Made from materials that can regenerate on a human time scale and be responsibly managed.

Definition


While there is no universal regulation to define the term “renewable,” Lumi defines it as being sourced from material streams that regenerate consistently on a human time scale and can be sustainably managed. Trees, crops, and other organisms that derive their energy from the sun are considered renewable, and in accordance, paper pulps are also considered renewable. Fossil fuels take millions of years to form1, are not considered renewable, and any plastics derived from fossil fuels are not considered renewable materials1.

R
Materials

Through sustainably managed sources and reuse, some materials have a lower environmental impact.

Why choose it


Renewable resources follow the model of a circular economy rather than a linear economy. By choosing renewable resources, the source of the materials can be sustained for generations. Some companies choose renewable resources in an effort to avoid depletion of virgin resources.

Why not choose it


Often, the economies of scale and inherent design properties of certain non-renewable resources indicate a lower carbon footprint than renewable resources, so companies may opt for these options if the material properties are better for their product and company.

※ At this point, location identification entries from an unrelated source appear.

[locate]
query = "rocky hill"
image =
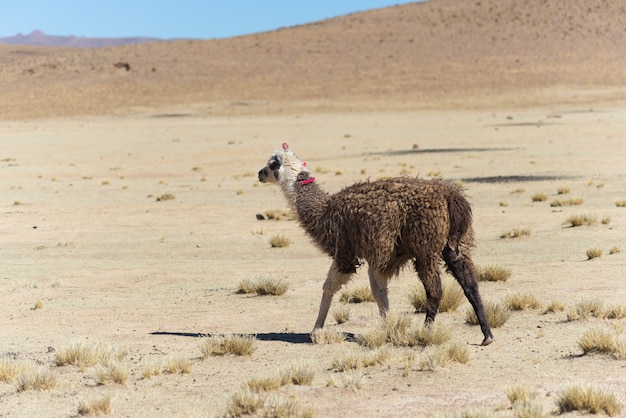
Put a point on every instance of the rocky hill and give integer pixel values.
(436, 53)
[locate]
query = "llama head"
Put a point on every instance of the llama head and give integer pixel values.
(282, 168)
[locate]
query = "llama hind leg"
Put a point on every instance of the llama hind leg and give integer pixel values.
(378, 283)
(333, 283)
(428, 272)
(462, 269)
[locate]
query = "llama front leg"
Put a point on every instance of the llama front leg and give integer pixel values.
(428, 272)
(333, 283)
(378, 283)
(462, 269)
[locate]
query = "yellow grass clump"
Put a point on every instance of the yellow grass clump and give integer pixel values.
(280, 241)
(588, 399)
(515, 233)
(175, 365)
(439, 356)
(279, 214)
(596, 308)
(522, 301)
(113, 371)
(497, 314)
(593, 252)
(493, 273)
(99, 406)
(341, 314)
(452, 296)
(88, 353)
(539, 197)
(574, 201)
(404, 330)
(603, 340)
(356, 294)
(581, 219)
(35, 378)
(327, 336)
(554, 306)
(359, 357)
(221, 345)
(263, 287)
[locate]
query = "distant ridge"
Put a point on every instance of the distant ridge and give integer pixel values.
(432, 54)
(38, 38)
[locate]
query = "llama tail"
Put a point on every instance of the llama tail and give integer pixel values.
(460, 214)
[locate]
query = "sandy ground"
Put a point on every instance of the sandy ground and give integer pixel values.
(82, 231)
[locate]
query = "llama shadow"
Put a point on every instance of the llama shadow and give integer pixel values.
(286, 337)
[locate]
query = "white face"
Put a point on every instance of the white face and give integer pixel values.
(283, 167)
(272, 171)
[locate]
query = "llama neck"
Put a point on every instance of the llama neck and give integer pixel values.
(309, 201)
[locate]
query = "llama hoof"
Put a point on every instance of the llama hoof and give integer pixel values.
(487, 341)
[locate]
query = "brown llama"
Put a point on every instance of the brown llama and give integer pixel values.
(387, 223)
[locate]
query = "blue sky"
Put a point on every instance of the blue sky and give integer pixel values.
(204, 19)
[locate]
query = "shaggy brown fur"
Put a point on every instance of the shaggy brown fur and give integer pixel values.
(386, 223)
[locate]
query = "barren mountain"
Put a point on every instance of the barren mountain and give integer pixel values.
(38, 38)
(450, 52)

Frequently asked questions
Is bioplastic renewable?

Yes. With our definition, bioplastic derived from corn or other crops is a renewable resource.

References


  1. Fossil energy sources (U.S. Department of Energy)

  2. Renewable Energy Sources and Climate Change Mitigation (IPCC, 2011)

  3. The Future of Petrochemicals: Towards more sustainable plastics and fertilisers (IEA, 2018)

  4. Michael Braungart, William McDonough. Cradle to Cradle: Remaking the Way We Make Things (North Point Press, 2002)

  5. Tom Szaky. The Future of Packaging: From Linear to Circular (Berrett-Koehler Publishers, 2019)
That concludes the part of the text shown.